1952 novel by Jean Bruller

Les animaux dénaturés is a 1952 novel by Jean Bruller under his pseudonym Vercors. English-language editions appeared under the titles You Shall Know Them, The Murder of the Missing Link, and Borderline. The author adapted it into a play, Zoo ou l'Assassin philanthrope. The novel was adapted into the motion picture Skullduggery (1970), starring Burt Reynolds and Susan Clark.

==Plot==
Anthropologists travel to New Guinea to search for the so-called missing link of human evolution. What they find is not a fossil, but an actual population of ape-like creatures, called Paranthropus greamiensis after the discoverer, and dubbed Tropis.

Vancruysen, a businessman, has the idea to use them as a cheap workforce without rights or pay. The scientists then realize they must come up with a definitive answer to the problem of whether or not the Tropis are human, something they have avoided doing on the grounds that fixing an arbitrary limit between human and non-human is akin to the sorites paradox.

They try to use the criterion of interfertility, but it appears that Tropi females can be impregnated by sperm from both man and ape, making it impossible to decide before the offspring reach reproductive age.
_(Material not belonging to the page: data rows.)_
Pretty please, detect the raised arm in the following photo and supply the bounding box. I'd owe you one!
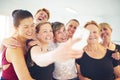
[31,39,83,66]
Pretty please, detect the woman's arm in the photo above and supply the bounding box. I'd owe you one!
[114,65,120,80]
[2,37,21,48]
[31,39,83,66]
[6,47,33,80]
[76,63,91,80]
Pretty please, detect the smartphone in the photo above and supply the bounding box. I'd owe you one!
[72,27,90,50]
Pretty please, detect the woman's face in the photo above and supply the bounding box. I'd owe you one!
[35,11,48,22]
[37,23,53,43]
[66,21,79,37]
[100,27,112,40]
[54,26,67,43]
[17,17,35,39]
[86,24,99,44]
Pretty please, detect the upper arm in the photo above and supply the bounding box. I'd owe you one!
[6,47,32,80]
[114,65,120,78]
[30,46,42,63]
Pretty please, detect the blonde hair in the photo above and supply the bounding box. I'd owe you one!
[35,8,50,19]
[99,22,112,31]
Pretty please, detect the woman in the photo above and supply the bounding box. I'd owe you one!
[52,22,77,80]
[76,21,120,80]
[1,10,34,80]
[27,22,81,80]
[99,23,120,60]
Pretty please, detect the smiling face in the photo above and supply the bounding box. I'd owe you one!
[86,24,99,44]
[37,23,53,44]
[16,17,35,39]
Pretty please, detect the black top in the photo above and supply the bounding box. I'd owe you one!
[26,46,54,80]
[76,50,119,80]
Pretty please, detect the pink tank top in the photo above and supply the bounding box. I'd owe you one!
[2,49,18,80]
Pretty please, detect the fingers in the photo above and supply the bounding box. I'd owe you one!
[70,50,83,59]
[70,38,81,45]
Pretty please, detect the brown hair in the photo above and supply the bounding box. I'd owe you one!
[67,19,80,24]
[99,22,112,31]
[36,22,51,33]
[12,9,33,27]
[35,8,50,19]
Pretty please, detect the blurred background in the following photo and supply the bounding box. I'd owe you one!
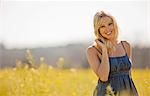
[0,0,150,68]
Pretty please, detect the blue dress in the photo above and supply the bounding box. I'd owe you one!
[93,42,138,96]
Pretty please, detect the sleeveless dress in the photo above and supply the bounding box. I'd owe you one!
[93,41,139,96]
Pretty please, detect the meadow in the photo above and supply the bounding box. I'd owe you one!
[0,64,150,96]
[0,50,150,96]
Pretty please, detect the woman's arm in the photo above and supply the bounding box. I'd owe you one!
[123,41,132,77]
[86,44,110,82]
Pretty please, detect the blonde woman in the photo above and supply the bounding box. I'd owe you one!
[86,11,138,96]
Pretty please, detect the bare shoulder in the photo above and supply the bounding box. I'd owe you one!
[122,41,131,50]
[86,45,94,53]
[122,41,132,59]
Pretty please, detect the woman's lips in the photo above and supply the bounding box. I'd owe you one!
[106,31,112,35]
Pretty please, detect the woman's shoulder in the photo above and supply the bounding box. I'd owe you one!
[86,43,96,52]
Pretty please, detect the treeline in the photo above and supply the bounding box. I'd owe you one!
[0,43,150,68]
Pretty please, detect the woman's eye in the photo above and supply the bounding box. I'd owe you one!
[108,23,112,26]
[101,26,105,28]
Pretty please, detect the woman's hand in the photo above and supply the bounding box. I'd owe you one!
[95,39,107,50]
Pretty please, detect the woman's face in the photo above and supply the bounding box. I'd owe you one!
[99,16,115,40]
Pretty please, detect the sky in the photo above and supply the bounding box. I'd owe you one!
[0,0,150,48]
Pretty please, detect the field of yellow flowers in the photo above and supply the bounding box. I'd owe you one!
[0,64,150,96]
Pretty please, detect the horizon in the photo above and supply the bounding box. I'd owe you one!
[0,1,150,49]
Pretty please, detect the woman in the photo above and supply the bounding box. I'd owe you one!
[86,11,138,96]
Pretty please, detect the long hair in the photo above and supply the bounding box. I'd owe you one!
[93,11,118,52]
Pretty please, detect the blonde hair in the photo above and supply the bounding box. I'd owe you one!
[94,11,118,52]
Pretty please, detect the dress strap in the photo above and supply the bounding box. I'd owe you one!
[92,45,102,55]
[121,41,127,53]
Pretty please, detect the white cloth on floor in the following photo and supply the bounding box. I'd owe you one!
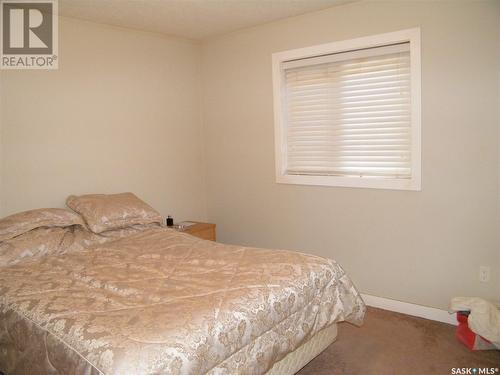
[450,297,500,349]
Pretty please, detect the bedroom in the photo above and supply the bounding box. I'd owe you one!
[0,0,500,374]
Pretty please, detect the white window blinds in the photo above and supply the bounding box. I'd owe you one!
[281,43,412,179]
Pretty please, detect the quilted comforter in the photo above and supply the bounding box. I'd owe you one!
[0,228,365,375]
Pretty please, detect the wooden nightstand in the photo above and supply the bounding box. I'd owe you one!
[174,222,215,241]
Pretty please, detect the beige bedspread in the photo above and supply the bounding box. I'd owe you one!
[0,228,365,375]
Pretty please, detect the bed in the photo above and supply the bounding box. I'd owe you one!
[0,194,365,375]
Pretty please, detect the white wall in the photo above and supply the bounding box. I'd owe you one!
[202,1,500,308]
[0,18,206,219]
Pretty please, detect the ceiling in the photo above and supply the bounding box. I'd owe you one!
[59,0,352,40]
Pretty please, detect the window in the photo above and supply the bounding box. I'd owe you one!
[273,29,421,190]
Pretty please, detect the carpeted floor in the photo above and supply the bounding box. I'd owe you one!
[298,308,500,375]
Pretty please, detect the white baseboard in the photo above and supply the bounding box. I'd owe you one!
[361,294,458,325]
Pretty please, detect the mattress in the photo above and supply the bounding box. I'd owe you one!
[0,228,365,375]
[266,324,337,375]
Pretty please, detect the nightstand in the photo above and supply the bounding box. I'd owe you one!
[174,222,215,241]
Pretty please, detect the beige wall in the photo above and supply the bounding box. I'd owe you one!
[0,18,206,219]
[202,1,500,308]
[0,1,500,308]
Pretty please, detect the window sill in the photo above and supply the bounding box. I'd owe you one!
[276,174,422,191]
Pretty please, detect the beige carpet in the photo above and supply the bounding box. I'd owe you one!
[299,308,500,375]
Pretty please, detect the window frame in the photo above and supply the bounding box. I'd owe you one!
[272,27,422,191]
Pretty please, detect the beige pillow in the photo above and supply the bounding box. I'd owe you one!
[66,193,162,233]
[0,208,85,241]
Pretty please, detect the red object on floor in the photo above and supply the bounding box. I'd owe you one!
[456,311,492,350]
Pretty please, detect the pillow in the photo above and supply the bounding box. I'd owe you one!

To force the authorities to reach a decision, thus giving legal protection of the Tropis whether as animals or citizens, one of the scientists deliberately kills the baby born from one Tropi female impregnated by his own sperm. The trial will then determine whether he committed murder (making the Tropis human) or simply killed an animal.

==Reception==
Groff Conklin, reviewing the first American edition, found the novel "uniquely original. ... shocking and fascinating, and the moral and ethical implications tremendous". P. Schuyler Miller received the novel favorably, noting that it handled its theme "more quietly, less emotionally [and] less melodramatically" than familiar genre treatments of the subject. The Calgary Herald declared it "the best novel of 1953" and described it as "a fine, ironic commentary on our affairs". Time magazine found it to be a "pungent" satire, '"more supple than subtle",
but faulted its "halfhearted love story" and concluded it was "more a polemic than a novel".